Yazmak bir nevi ilâç benim için. Okumak da öyle. Okuma aç karnına, yazmak ise tok karnına olursa daha sağlıklı oluyor. Birkaç hafta yazmaya ara verince yayınladığım kitapları ancak okuma fırsatı buldum. Bu arada kitaplardan birkaç sayfa yayınladım da…

Fuzuli’nin, “Selam verdim, rüşvet değildir diye almadılar. Hüküm gösterdim, faydasızdır diye iltifat etmediler…” dizelerini hatırlatayım:

Kitaplarımdan sayfalar yayınladım. Reklam diye okumadılar. Satırlara düşünceler yükledim faydasız diye iltifat etmediler…

Ne diyelim?

Yazılarımızı fuzuli olarak görmeyenler için yazarız biz de. Alışıla geldiği gibi devam kararlılığı ile…

 

“ÜÇ KURUŞ PARAYLA

5 KURUŞLUK SALTANAT OLMAZ”

 

19 Mart 2019 Salı, saat: 2059. Klavyenin başındayım. Ne yazayım diye düşünüyorum. Aslında günlük yazılırken düşünmez insan, daha doğrusu düşünmemeli. O günkü olaylar, durumlar hakkındaki izlenimleri, duygu ve düşünceleri içten geldiği gibi rahatça yazmalı. Bunu biliyorum ama benim düşündüğüm başka bir şey?

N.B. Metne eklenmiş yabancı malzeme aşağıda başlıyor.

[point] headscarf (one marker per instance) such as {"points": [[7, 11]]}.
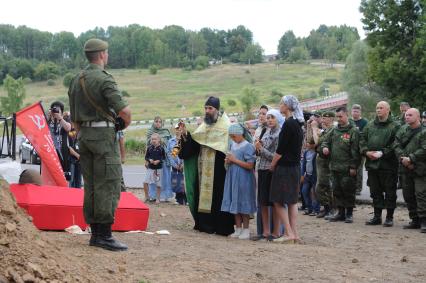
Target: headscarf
{"points": [[240, 129], [293, 103], [280, 118], [163, 132], [213, 101]]}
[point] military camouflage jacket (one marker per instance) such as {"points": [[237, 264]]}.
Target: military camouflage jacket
{"points": [[415, 149], [102, 88], [379, 136], [343, 143]]}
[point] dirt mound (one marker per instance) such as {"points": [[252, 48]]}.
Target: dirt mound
{"points": [[26, 255]]}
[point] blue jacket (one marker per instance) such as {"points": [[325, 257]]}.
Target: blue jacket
{"points": [[314, 167]]}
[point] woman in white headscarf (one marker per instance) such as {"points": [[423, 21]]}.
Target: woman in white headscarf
{"points": [[286, 168], [265, 150]]}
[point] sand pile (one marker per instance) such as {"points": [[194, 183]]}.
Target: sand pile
{"points": [[25, 255]]}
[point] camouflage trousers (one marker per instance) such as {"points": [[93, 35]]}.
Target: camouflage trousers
{"points": [[414, 192], [382, 188], [324, 193], [344, 187], [102, 173]]}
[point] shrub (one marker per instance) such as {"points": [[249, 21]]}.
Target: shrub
{"points": [[197, 113], [67, 79], [330, 80], [135, 146], [27, 81], [202, 61], [153, 69], [44, 71], [232, 102], [199, 68]]}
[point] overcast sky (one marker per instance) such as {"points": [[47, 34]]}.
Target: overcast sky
{"points": [[267, 19]]}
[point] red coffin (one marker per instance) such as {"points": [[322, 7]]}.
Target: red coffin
{"points": [[56, 208]]}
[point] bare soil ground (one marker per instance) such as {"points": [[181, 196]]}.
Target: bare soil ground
{"points": [[333, 252]]}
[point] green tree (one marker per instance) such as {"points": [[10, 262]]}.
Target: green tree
{"points": [[253, 54], [15, 95], [248, 99], [396, 32], [298, 54], [286, 43], [356, 82]]}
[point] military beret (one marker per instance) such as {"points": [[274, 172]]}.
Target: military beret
{"points": [[95, 44], [329, 114]]}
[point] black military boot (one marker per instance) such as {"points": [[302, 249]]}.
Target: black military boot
{"points": [[349, 215], [423, 224], [377, 218], [340, 216], [94, 232], [389, 218], [323, 213], [106, 241], [413, 224]]}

Bir emeklinin günlüğünün nasıl olması gerektiğini düşünüyorum. Diğer çalışanların günlüklerinden bir farkı olmamalı dersek yanılır mıyız? Belki de yanılırız. Çünkü bir çalışanın örneğin bir yazarın günlüğü daha çok yazma ağırlıklıdır. Bir askerin, bir siyasetçinin, bir fabrikatörün vb. günlükleri daha çok kendi branşlarına göre ağırlık taşır. Buraya kadar normal. Ama günlüklerin yayınlandığını düşünelim. Okuyucu bir asker günlüğü okumak isteyebilir, başka bir okuyucu hemşire günlüğü vb. Ama emekli günlüğünde belli bir ağırlık yok.

Ağırlık olursa şöyle olur: Emekli olmadan önceki çalışmalarına özel ağırlık verebilir. Kısaca emekli günlüğü her şeyi kapsayabilir; ama hiçbir şeyde öne çıkmayabilir. Haa, şöyle olurdu: İçe dönük bir günlük yazılsa, tabii oto sansür olmadan yazılsa bir emeklinin iç dünyası ortaya çıkardı ki o zaman okuyucunun da ilgisini çekerdi.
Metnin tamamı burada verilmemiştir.